FAQ : prébiotiques, probiotiques et postbiotiques cheveux
Quelle est la différence entre prébiotique et postbiotique ?
Le prébiotique nourrit les bonnes bactéries déjà présentes. Le postbiotique apporte des fragments ou métabolites issus de bactéries inactivées. Le premier soutient l’écosystème ; le second peut aider à apaiser et renforcer la barrière cutanée.
Les probiotiques cheveux sont-ils vivants ?
En théorie, oui. Mais en cosmétique, il est difficile de garantir la survie de bactéries vivantes dans une formule stable. C’est pourquoi beaucoup de produits utilisent plutôt des ferments, lysats ou postbiotiques.
Les postbiotiques font-ils pousser les cheveux ?
Non, pas directement. Ils peuvent contribuer à un cuir chevelu plus sain, ce qui peut créer un meilleur environnement pour la croissance des cheveux. Mais ils ne remplacent pas un traitement médical contre la chute.
Peut-on utiliser un postbiotique sur cuir chevelu irrité ?
Oui, si la formule est douce et que l’irritation reste légère. En cas de plaques, brûlures, suintements, psoriasis, dermatite sévère ou chute importante, il faut demander un avis dermatologique.
Le Scrub Madame d’Alexis est-il le produit postbiotique principal ?
Non. Il est plus juste de le présenter comme un geste préparateur du cuir chevelu. Dans l’approche Madame d’Alexis, le Sérum Nuit est plus pertinent pour l’angle microbiome, probiotiques, postbiotiques et densité.
Combien de temps faut-il pour voir un effet ?
Pour le confort du cuir chevelu, quelques semaines peuvent suffire. Pour la densité, la croissance ou la qualité de repousse, il faut raisonner sur plusieurs mois, car le cycle capillaire est lent.
Peut-on combiner prébiotiques et postbiotiques ?
Oui, c’est même une approche cohérente. Les prébiotiques soutiennent l’équilibre de la flore, tandis que les postbiotiques peuvent aider à apaiser et renforcer la barrière cutanée.
Conclusion : vraie piste ou simple tendance ?
Les prébiotiques, probiotiques et postbiotiques ne sont pas de simples mots à la mode. Ils traduisent une évolution réelle du soin capillaire : le cuir chevelu est désormais traité comme une peau vivante, avec son microbiome, sa barrière, son pH, ses réactions inflammatoires et ses besoins spécifiques.

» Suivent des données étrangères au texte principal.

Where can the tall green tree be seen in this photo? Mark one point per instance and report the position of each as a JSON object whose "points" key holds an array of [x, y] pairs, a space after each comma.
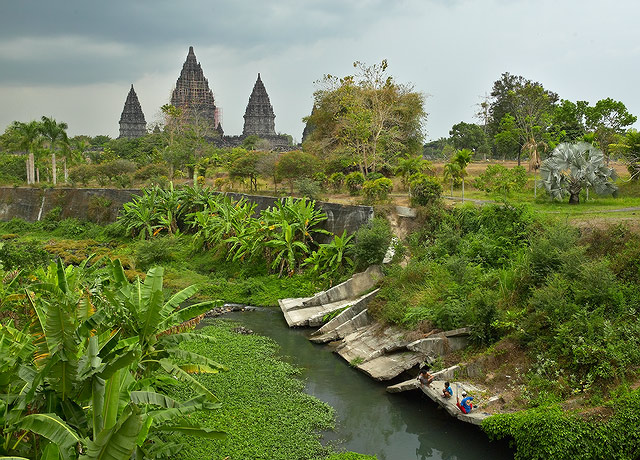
{"points": [[628, 147], [469, 136], [607, 119], [367, 115]]}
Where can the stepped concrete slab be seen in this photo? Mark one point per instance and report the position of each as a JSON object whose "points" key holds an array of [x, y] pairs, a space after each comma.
{"points": [[346, 322], [412, 384], [441, 343], [311, 316], [371, 342], [389, 366], [350, 289]]}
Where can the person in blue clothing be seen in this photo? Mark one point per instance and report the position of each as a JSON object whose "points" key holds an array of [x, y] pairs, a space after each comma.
{"points": [[447, 392], [465, 405]]}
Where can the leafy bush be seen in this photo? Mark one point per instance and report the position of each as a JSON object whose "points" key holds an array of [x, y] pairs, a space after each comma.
{"points": [[22, 255], [336, 181], [308, 188], [378, 190], [82, 174], [371, 243], [99, 209], [354, 182], [156, 251], [425, 190], [152, 172]]}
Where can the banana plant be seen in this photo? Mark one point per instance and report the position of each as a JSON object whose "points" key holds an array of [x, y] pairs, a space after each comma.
{"points": [[286, 249], [331, 259], [72, 386], [151, 323]]}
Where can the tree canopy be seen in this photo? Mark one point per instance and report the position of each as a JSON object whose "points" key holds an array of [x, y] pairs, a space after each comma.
{"points": [[368, 116]]}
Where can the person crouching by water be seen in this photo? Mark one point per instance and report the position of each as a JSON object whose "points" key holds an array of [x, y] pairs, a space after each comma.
{"points": [[465, 405], [447, 392], [425, 378]]}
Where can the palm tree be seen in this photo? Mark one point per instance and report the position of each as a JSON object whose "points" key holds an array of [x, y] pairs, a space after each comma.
{"points": [[533, 147], [56, 134], [27, 134]]}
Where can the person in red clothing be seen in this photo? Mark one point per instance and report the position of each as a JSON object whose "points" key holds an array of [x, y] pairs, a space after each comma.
{"points": [[465, 405], [425, 378]]}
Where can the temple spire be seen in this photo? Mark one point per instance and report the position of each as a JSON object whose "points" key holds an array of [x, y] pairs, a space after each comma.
{"points": [[193, 95], [132, 122], [259, 118]]}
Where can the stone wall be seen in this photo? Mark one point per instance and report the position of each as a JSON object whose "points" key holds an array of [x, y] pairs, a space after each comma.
{"points": [[103, 205]]}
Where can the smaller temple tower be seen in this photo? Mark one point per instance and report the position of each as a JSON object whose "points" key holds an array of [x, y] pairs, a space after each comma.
{"points": [[132, 122], [259, 118]]}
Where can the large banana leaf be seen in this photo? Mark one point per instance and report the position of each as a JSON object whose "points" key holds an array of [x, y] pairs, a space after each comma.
{"points": [[54, 429], [118, 363], [180, 297], [111, 400], [118, 442]]}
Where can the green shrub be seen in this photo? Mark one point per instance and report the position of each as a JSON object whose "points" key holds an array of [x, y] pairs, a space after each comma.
{"points": [[22, 255], [354, 182], [151, 172], [308, 188], [425, 190], [336, 181], [378, 190], [99, 209], [371, 243], [82, 174], [156, 251]]}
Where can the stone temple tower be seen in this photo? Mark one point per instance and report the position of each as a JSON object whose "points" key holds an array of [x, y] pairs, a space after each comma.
{"points": [[193, 95], [259, 118], [132, 122]]}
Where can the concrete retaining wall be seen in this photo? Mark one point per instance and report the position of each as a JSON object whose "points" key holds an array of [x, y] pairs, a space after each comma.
{"points": [[103, 205]]}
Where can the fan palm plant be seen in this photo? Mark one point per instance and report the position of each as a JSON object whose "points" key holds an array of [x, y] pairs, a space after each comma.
{"points": [[572, 167]]}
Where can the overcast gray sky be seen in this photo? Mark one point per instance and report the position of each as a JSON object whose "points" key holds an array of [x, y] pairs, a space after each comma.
{"points": [[76, 59]]}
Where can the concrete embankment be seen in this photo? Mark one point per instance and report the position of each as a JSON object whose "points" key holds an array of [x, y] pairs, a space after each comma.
{"points": [[384, 352]]}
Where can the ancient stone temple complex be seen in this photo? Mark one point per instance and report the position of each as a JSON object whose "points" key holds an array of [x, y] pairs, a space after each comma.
{"points": [[259, 118], [132, 122], [193, 95]]}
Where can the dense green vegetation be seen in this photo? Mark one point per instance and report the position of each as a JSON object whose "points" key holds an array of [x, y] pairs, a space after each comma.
{"points": [[566, 300], [139, 340], [265, 411]]}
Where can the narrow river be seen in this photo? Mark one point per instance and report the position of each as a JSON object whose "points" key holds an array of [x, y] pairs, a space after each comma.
{"points": [[401, 426]]}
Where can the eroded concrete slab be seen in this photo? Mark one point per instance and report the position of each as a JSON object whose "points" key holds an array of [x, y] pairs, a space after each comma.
{"points": [[346, 322], [353, 288], [389, 366]]}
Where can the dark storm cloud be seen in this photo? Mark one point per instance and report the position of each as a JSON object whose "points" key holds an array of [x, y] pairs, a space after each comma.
{"points": [[80, 41]]}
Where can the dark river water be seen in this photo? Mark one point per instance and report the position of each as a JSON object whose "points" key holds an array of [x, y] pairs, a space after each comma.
{"points": [[401, 426]]}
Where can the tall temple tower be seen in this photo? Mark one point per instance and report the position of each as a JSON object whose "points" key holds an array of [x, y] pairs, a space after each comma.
{"points": [[193, 95], [259, 118], [132, 122]]}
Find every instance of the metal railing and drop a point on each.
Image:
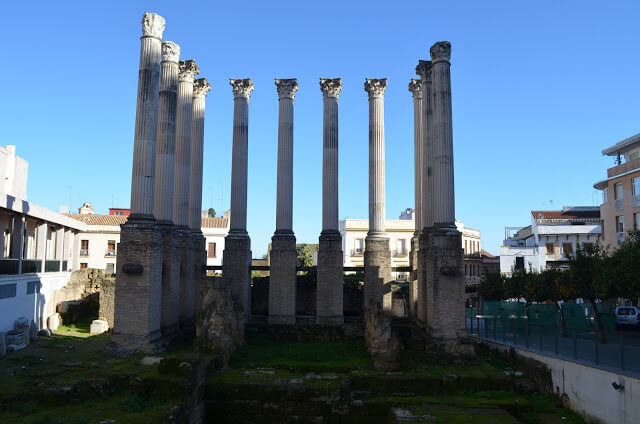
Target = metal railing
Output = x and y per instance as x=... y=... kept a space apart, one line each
x=618 y=349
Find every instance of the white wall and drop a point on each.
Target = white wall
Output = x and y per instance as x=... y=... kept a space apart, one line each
x=38 y=306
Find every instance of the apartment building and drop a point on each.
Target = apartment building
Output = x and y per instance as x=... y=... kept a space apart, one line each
x=620 y=209
x=552 y=236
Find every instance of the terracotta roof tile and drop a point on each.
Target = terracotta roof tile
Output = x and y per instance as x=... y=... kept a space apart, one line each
x=93 y=219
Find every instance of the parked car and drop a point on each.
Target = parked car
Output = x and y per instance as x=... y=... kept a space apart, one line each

Mais cette tendance doit rester bien formulée. Tous les produits qui parlent de microbiome ne sont pas forcément efficaces. Il faut regarder l’INCI, le type d’actif, sa position dans la formule, le format du soin et la cohérence globale de la routine.
Le meilleur résumé serait celui-ci : les prébiotiques nourrissent l’équilibre, les postbiotiques apaisent le terrain, et une bonne routine permet au cuir chevelu de redevenir un support plus sain pour des cheveux plus forts, plus souples et plus beaux.